Is that what you want?” I didn’t hear a response. Go rogue? Lose his sanity? I
looked around, but no one else seemed to be hearing this. The old woman next to
me had leaned her head back against the wall and appeared to be sleeping.

“How have you been living anyway?” the woman asked.

“The Facility has always been overrun with rats in the
tunnels, you know,” he grunted. Ew, rats?

“That’s disgusting,” the woman echoed my thoughts. “Besides,
you have a job, Drazen; you should be able to afford the basics and your
medicine.”

Wait, was she saying rats were medicine? What? That’s what
you get, Sunny, when you listen in on other people’s conversations. They must
have meant something else.

“Get real,” he replied. “On what they pay me? We’re in a
depression, or haven’t you heard? They keep cutting my hours and I’m supposed
to be grateful to still have a job.”

“Well then, you need to get another job!” The only reply I
heard was a snort of disdain. “And until then,” the woman continued, “there are
government programs….”

“They’ve all been cut,” he interrupted angrily. “I’m not the
only one in this situation, believe me. The National Council thought they were
saving money. We’ll see if they like what they get as a result. They’ll have
rogues knocking down their precious domed cities by the end of the month.” I
couldn’t help but look up as a dirty, angry young man stomped in, effectively
cutting off the argument.

My eyes automatically flew to his face, remembering the
woman’s comment about it. He was probably only a few years older than me, but
he looked much older, like life had not been kind. He had one eye that was the
washed out blue of the high-summer Colorado sky, while its mate was dull and
muted on the other side of his face. Together they flicked around the room like
a pair of horseflies, settling on me and skittering away when our eyes met.

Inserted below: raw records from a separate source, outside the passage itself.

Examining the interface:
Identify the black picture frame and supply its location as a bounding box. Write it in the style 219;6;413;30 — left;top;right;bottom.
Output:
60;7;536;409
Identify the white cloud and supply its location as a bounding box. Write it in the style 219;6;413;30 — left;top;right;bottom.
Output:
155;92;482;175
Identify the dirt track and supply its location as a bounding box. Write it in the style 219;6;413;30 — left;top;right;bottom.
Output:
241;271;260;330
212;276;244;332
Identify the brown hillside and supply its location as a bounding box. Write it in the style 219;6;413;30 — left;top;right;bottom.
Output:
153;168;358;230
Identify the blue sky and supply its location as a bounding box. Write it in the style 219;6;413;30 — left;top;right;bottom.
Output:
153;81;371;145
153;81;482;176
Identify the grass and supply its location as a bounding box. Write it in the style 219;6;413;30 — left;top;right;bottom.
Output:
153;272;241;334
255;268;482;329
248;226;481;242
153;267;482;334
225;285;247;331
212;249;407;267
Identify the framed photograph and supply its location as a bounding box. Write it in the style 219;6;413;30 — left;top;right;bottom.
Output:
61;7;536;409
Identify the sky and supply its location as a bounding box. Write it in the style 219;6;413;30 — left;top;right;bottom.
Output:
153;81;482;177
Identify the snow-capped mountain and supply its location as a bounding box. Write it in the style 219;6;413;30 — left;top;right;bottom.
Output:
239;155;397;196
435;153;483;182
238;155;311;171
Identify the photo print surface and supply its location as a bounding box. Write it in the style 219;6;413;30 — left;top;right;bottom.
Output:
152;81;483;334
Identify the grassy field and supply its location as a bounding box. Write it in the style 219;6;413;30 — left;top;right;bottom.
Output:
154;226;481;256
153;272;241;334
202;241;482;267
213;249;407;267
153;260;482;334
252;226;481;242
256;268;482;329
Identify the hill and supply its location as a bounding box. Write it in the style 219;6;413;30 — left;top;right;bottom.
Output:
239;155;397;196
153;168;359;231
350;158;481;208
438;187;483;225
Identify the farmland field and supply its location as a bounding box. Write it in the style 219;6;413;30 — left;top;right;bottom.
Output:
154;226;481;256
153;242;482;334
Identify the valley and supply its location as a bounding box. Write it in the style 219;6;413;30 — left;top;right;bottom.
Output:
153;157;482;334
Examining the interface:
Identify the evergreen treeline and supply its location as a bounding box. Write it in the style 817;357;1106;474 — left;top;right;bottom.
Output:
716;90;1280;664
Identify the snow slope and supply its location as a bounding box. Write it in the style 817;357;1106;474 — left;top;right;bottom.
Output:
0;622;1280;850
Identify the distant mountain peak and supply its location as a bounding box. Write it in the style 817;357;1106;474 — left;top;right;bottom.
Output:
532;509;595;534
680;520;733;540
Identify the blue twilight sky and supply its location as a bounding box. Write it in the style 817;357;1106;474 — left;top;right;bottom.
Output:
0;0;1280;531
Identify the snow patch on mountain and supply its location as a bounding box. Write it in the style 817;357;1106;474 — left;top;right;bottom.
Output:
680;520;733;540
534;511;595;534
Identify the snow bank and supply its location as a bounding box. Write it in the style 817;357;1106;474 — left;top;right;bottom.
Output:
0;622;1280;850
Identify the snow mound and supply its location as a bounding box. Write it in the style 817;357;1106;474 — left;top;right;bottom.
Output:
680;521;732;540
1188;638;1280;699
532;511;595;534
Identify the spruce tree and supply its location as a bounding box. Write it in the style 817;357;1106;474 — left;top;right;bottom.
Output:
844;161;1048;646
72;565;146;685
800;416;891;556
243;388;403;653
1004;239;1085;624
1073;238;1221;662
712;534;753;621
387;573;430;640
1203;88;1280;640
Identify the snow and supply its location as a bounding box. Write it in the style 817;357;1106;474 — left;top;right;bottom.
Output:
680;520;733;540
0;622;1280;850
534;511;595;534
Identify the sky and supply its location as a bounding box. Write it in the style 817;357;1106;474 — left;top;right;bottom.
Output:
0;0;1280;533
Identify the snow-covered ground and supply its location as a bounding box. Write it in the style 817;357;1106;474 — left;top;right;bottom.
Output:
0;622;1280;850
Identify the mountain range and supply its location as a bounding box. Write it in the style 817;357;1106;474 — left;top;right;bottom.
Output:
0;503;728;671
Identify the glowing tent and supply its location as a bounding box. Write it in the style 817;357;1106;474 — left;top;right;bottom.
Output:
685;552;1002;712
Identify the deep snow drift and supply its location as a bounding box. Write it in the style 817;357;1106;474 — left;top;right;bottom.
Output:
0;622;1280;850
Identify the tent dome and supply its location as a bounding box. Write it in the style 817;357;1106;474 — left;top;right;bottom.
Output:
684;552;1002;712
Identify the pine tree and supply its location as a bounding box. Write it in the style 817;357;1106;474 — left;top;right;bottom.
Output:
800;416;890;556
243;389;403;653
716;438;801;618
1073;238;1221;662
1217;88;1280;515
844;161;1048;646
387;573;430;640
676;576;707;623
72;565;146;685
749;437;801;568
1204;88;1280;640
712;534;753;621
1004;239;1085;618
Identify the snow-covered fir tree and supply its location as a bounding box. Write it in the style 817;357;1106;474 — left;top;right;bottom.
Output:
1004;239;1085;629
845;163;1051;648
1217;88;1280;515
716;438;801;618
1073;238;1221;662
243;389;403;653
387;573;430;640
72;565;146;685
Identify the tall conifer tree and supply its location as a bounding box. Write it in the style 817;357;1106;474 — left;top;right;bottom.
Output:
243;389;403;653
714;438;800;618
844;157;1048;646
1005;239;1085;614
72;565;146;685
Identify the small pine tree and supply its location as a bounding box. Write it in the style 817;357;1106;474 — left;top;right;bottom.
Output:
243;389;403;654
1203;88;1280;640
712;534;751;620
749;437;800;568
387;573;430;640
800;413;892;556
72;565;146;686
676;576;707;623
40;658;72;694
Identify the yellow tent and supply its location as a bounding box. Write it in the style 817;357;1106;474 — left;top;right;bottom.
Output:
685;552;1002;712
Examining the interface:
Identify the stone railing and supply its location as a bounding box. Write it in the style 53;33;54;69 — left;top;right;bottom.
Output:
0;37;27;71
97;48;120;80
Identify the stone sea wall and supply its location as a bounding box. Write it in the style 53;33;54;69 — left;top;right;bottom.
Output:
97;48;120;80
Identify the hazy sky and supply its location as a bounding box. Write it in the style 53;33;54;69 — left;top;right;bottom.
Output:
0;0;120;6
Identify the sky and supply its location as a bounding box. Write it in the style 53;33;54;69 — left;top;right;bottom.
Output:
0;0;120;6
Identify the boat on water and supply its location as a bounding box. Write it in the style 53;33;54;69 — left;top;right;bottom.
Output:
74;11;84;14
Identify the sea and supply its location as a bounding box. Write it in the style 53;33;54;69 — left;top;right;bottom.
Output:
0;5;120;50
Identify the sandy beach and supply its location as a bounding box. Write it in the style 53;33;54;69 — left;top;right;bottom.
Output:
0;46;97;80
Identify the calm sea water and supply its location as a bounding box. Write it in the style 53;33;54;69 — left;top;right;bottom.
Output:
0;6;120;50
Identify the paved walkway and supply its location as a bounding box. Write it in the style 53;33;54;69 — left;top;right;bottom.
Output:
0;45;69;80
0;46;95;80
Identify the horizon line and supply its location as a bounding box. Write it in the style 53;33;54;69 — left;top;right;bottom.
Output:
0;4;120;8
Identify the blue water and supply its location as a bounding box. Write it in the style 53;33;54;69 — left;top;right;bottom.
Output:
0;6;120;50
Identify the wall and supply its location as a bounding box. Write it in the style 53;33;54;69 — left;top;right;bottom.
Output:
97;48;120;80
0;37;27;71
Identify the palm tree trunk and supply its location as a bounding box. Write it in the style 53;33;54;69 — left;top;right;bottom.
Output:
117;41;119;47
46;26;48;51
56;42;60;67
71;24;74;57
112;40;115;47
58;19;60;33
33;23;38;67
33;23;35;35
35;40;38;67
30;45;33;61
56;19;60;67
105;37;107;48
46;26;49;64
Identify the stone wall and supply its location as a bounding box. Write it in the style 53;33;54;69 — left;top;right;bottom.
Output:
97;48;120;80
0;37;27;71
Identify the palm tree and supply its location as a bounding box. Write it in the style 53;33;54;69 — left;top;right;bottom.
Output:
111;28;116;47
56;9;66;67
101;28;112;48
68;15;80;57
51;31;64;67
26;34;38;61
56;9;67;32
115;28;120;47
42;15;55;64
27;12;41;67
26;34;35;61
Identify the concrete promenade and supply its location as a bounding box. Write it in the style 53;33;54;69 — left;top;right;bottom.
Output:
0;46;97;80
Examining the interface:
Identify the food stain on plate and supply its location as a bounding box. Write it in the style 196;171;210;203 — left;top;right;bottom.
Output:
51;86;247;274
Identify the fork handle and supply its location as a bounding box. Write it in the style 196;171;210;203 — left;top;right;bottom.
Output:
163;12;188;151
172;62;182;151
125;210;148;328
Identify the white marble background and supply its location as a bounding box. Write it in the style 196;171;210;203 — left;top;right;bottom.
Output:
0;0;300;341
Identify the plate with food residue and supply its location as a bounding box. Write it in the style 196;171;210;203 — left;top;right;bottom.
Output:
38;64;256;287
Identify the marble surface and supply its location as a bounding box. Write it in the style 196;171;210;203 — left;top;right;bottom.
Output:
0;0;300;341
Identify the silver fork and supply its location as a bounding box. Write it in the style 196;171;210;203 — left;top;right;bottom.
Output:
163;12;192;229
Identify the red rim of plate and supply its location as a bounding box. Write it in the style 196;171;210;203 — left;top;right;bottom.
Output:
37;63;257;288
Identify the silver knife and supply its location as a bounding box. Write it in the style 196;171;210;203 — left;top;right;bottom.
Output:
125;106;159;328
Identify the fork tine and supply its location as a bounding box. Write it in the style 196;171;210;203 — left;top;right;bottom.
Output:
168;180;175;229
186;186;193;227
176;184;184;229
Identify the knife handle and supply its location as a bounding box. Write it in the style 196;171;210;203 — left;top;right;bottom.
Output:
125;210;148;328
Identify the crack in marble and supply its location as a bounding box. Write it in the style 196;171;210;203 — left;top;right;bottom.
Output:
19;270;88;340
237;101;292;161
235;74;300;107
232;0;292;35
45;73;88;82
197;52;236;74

 “Why are you even here?” I heard this Drazen say to
his companion, a non-descript thirty-something woman who’d followed him. They
both sat down by the wall on the other side of the room. His eyes lit on me
again and flicked away. “I haven’t done anything wrong. I don’t need a
babysitter.”

“You do while you’re in Katje territory,” she replied.

They sat in silence for a while. His blue eye seemed to
spark in the dim light and highlight the peeling patch of scar tissue under it,
completely overshadowing his other facial features. Part of me wondered what
had happened to him. The other part was wary. Something about this guy made me
really uncomfortable.

As the minutes passed, he kept glancing my way and
fidgeting, getting more and more agitated.

“Don’t be stupid,” the woman hissed at him suddenly,
glancing at me and back to glare at him even though he hadn’t said anything.
His growing agitation was beginning to draw attention, and not only mine. Other
people seemed to take notice of them and were now looking warily back and forth
across the room between the man, woman, and me. The old woman next to me opened
her eyes, not napping after all, and leaned close.

“That Anakharu over there seems to have taken a shine to
you,” she said. I glanced over at the strange young man she was talking about
before shaking my head at her. He wasn’t even pretending not to stare at me
now. Ru-ude.

“Anakharu?” I asked. That was the word I’d heard on my first
patrol. So, this was one of the Afflicted. The old woman’s eyes took in my hair
and she sighed as if in resignation.